How vulnerability and authentic expression help with Body-Focused Repetitive Behaviors — Brené Brown's research and practical application.

Avoiding vulnerability is a common body-focused repetitive behaviors response that ultimately worsens it. Understanding the paradoxical relationship between vulnerability and body-focused repetitive behaviors opens new pathways for recovery.
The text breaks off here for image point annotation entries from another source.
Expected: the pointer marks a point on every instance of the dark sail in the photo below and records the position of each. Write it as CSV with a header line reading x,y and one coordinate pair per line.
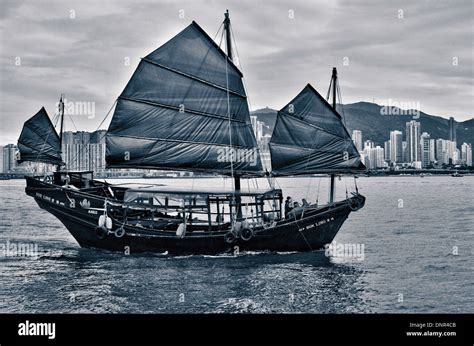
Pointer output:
x,y
39,141
309,137
174,112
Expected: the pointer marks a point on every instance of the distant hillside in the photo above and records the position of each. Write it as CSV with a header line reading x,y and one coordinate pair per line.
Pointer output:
x,y
367,117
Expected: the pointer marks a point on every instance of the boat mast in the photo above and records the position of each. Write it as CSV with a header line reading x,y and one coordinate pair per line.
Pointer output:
x,y
61,114
332,189
229,54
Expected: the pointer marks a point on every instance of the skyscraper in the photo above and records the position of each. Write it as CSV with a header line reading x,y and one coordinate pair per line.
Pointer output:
x,y
404,151
84,151
413,129
387,150
369,143
9,158
357,139
425,150
374,157
1,159
396,146
466,153
432,150
452,130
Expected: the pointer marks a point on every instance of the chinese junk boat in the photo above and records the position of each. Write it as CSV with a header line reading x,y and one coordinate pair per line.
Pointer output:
x,y
185,108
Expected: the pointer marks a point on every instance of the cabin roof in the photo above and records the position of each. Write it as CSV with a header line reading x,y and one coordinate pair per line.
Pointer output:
x,y
173,190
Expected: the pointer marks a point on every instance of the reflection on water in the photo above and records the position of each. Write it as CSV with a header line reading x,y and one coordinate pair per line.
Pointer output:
x,y
408,251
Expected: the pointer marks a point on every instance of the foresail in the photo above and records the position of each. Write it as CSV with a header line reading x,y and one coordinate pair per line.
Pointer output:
x,y
39,141
310,138
176,111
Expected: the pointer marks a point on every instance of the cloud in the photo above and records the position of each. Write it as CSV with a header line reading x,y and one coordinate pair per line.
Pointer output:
x,y
80,48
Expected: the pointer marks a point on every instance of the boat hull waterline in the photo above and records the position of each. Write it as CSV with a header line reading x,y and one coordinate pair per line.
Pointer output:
x,y
314,229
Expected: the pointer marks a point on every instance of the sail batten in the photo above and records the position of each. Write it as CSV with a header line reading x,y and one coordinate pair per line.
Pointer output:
x,y
194,77
177,109
310,138
184,108
38,141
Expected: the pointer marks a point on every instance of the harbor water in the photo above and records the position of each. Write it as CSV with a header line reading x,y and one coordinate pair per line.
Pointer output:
x,y
412,252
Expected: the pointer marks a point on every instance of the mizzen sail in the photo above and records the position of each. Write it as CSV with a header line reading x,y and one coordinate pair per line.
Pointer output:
x,y
185,108
310,138
39,141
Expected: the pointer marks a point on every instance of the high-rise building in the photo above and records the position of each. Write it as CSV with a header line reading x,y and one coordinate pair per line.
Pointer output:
x,y
466,153
9,158
368,143
1,159
452,130
432,150
445,151
387,150
413,129
404,151
441,150
374,157
253,120
357,139
396,138
380,158
425,150
83,151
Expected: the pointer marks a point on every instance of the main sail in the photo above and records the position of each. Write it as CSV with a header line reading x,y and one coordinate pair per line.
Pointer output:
x,y
309,138
185,108
39,141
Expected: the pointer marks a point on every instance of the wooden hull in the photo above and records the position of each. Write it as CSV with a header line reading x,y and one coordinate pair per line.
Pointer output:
x,y
315,229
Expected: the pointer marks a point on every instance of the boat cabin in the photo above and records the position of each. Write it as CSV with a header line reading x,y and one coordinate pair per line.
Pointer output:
x,y
79,179
204,209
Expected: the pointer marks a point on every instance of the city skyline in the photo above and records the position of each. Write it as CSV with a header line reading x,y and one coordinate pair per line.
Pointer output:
x,y
85,52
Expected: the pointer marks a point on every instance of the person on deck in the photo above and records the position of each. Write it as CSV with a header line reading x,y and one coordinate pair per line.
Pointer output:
x,y
288,206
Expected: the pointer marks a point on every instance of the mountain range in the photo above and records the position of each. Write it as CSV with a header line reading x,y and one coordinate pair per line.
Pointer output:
x,y
376,123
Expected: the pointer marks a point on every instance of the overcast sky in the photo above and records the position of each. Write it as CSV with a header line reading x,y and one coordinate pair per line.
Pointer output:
x,y
406,51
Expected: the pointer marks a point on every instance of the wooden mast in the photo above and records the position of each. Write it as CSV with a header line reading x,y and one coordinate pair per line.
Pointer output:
x,y
229,54
61,114
332,188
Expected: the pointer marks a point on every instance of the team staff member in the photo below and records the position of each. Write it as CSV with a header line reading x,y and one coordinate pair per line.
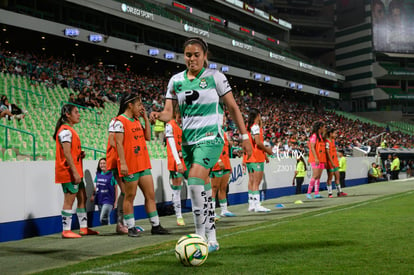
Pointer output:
x,y
317,157
112,165
332,163
200,92
255,165
133,161
342,168
395,167
69,171
220,178
176,164
300,174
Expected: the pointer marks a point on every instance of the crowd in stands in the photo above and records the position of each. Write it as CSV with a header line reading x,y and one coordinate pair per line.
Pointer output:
x,y
286,122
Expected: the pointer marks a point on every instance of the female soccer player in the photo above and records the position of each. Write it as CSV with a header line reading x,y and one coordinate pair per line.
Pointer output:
x,y
133,161
317,157
255,165
69,171
176,164
112,165
332,163
200,92
105,192
220,178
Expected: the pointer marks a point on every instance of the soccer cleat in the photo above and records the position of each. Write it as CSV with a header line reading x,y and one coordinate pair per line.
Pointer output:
x,y
180,221
133,232
67,234
121,229
87,231
159,230
213,246
260,208
227,214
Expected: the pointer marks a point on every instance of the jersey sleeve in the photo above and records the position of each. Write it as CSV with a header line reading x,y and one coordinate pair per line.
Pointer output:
x,y
313,138
118,127
222,84
65,136
255,130
169,131
170,90
111,125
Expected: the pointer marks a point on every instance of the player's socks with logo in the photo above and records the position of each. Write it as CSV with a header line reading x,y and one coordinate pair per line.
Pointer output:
x,y
251,205
83,219
329,187
199,203
66,224
176,190
311,185
211,215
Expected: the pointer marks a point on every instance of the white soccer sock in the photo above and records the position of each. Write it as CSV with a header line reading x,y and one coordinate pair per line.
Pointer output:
x,y
66,219
256,200
329,188
177,202
199,204
120,207
223,205
211,215
83,219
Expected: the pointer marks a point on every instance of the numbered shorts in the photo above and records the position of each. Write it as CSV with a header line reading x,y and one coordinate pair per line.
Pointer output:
x,y
175,175
72,188
320,166
204,154
255,166
219,173
136,176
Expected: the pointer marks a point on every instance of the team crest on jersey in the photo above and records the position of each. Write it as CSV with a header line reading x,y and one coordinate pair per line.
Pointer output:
x,y
203,83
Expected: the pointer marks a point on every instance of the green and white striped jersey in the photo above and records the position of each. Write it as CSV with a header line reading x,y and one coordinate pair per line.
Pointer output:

How Avoiding Vulnerability Maintains Body-Focused Repetitive Behaviors

  • Concealing body-focused repetitive behaviors from others prevents the connection that would help
  • The energy required to maintain a facade when body-focused repetitive behaviors is high is enormous
  • Shame about body-focused repetitive behaviors thrives in secrecy — vulnerability interrupts this
  • Authentic expression of body-focused repetitive behaviors often elicits the support that reduces it

Brené Brown's Research Relevance to Body-Focused Repetitive Behaviors

Brown's research shows that people with high levels of shame (common in body-focused repetitive behaviors) avoid vulnerability — which paradoxically increases shame and body-focused repetitive behaviors. Courage to be vulnerable interrupts this cycle.

Practicing Vulnerability with Body-Focused Repetitive Behaviors

Start small: share one authentic feeling with one trusted person. The feared negative response usually doesn't materialize — and when it doesn't, confidence in vulnerability builds.